AARP New York State Director Lois Aronstein said, “Older New Yorkers overwhelmingly prefer to receive long-term care services for themselves or a family member through home care and community-based services rather than institutional care. Thanks to the leadership and efforts of Attorney General Andrew Cuomo, New Yorkers now have some assurance that they and their loved ones are receiving quality home health care and can continue to age at home as they choose.”

“Operation Home Alone” has so far exposed a statewide range of fraudulent practices and schemes in the home health care industry by home health and personal care aides, the schools that train them, and the agencies that recruit and employ them. The crimes and frauds include the sale and distribution of falsified certifications, aides working without proper training or certifications, no-show aides who split their payments with complicit patients, aides billing multiple agencies for a total of up to 36 hours in one day, and nurses and certified home health agencies billing Medicaid for services never provided.

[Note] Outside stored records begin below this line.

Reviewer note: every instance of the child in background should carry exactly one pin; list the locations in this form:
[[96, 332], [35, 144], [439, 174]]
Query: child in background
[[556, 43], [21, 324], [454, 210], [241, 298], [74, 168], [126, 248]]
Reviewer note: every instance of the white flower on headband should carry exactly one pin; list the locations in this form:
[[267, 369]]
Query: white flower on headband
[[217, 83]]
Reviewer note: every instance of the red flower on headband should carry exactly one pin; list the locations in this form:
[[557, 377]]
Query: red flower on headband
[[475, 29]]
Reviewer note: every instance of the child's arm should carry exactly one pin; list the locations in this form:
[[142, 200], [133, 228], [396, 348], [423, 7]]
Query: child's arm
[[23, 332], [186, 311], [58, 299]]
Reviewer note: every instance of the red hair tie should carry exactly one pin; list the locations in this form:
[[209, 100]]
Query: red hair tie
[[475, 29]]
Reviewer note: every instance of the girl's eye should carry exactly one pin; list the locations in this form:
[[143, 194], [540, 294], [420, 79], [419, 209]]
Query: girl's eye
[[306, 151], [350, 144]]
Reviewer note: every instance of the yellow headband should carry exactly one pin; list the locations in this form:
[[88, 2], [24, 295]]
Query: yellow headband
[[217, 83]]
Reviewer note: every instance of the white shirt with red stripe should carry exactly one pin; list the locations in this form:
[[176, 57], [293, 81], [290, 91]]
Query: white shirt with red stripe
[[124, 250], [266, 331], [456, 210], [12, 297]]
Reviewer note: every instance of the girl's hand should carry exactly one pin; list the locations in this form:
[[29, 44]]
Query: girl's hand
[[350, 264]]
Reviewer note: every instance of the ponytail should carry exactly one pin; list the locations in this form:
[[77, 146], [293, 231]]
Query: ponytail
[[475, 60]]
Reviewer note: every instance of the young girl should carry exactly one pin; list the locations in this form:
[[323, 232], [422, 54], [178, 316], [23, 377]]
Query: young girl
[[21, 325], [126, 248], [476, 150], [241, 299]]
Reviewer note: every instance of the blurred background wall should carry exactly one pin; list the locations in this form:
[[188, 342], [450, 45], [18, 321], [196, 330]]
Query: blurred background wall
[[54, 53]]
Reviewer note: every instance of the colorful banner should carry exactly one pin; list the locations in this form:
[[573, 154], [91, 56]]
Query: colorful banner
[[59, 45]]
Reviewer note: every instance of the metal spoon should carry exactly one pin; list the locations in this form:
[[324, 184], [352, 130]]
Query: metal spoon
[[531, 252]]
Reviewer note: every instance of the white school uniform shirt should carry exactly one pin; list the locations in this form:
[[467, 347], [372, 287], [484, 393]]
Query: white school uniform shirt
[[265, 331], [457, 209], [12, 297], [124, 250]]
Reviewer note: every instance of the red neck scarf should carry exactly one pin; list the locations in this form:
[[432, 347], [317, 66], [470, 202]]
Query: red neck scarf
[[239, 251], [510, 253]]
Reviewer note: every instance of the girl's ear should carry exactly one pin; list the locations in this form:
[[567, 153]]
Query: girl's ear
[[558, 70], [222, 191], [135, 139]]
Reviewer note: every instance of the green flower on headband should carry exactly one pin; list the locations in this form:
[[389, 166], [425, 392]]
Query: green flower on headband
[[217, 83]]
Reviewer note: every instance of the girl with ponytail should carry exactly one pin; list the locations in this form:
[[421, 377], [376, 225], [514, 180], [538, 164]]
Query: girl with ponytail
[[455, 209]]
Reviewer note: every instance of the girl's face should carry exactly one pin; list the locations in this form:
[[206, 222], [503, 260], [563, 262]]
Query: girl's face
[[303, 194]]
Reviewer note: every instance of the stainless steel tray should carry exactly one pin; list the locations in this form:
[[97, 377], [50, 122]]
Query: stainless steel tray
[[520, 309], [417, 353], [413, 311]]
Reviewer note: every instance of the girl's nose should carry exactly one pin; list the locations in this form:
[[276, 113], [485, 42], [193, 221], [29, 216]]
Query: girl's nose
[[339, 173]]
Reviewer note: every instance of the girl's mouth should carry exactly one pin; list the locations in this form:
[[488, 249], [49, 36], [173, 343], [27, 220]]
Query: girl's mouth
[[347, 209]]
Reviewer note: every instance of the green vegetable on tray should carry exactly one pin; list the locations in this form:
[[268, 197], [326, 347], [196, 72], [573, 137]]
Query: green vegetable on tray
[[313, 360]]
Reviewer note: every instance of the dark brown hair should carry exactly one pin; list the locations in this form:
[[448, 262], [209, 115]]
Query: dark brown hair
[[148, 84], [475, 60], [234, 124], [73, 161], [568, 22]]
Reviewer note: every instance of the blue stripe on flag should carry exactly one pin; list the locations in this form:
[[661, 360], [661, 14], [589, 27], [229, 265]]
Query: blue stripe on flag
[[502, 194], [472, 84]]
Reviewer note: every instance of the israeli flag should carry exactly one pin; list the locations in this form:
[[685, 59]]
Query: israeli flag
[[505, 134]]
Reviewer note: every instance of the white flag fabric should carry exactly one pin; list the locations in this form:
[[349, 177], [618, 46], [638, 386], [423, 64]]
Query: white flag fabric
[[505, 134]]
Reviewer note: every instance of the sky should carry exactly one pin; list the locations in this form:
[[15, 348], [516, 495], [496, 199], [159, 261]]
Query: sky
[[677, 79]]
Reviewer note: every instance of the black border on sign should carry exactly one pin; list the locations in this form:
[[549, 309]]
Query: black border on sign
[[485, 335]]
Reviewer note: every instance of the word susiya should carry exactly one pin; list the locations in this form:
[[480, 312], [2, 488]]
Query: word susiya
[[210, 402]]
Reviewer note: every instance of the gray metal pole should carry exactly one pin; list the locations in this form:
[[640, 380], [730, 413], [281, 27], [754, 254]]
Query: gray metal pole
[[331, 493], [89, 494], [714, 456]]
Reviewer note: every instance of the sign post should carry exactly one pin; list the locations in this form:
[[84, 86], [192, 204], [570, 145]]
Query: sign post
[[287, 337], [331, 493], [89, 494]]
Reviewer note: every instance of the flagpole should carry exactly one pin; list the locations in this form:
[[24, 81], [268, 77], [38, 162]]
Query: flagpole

Along with the rigorous enforcement of current laws through initiatives like “Operation Home Alone,” Attorney General Cuomo has also called for a statewide registry of certified home health aides to be developed and maintained by the state Department of Health. The registry would enhance the State’s ability to oversee the industry, provide potential employers with the ability to screen home health aides, and help to detect and deter fraud. A registry already exists for nurse aides that work in nursing homes. By creating a registry for home health aides, this bill would extend the same protections that exist in the nursing homes to care-dependent persons being cared for in their homes.

The cases of Suzan Sheldon, Anna Reid, Michele Schug, and Monica Webster are being handled by Ralph Tortora, Regional Director in charge of the Attorney General’s Medicaid Fraud Control Unit’s Syracuse office, with the assistance of Supervising Special Auditor Investigator Ronald Sienkiewicz and Senior Special Investigator Thaddeus S. Kaczor, under the direction of Heidi Wendel, Special Deputy Attorney General for Medicaid Fraud.

New Yorkers are urged to report cases of suspected fraud to the Attorney General’s toll-free Medicaid Fraud Hotline, at 1-866-NYS-FIGHT (697-2444).

Charges against Reid, Schug, and Webster are merely accusations and they are presumed innocent unless and until proven guilty.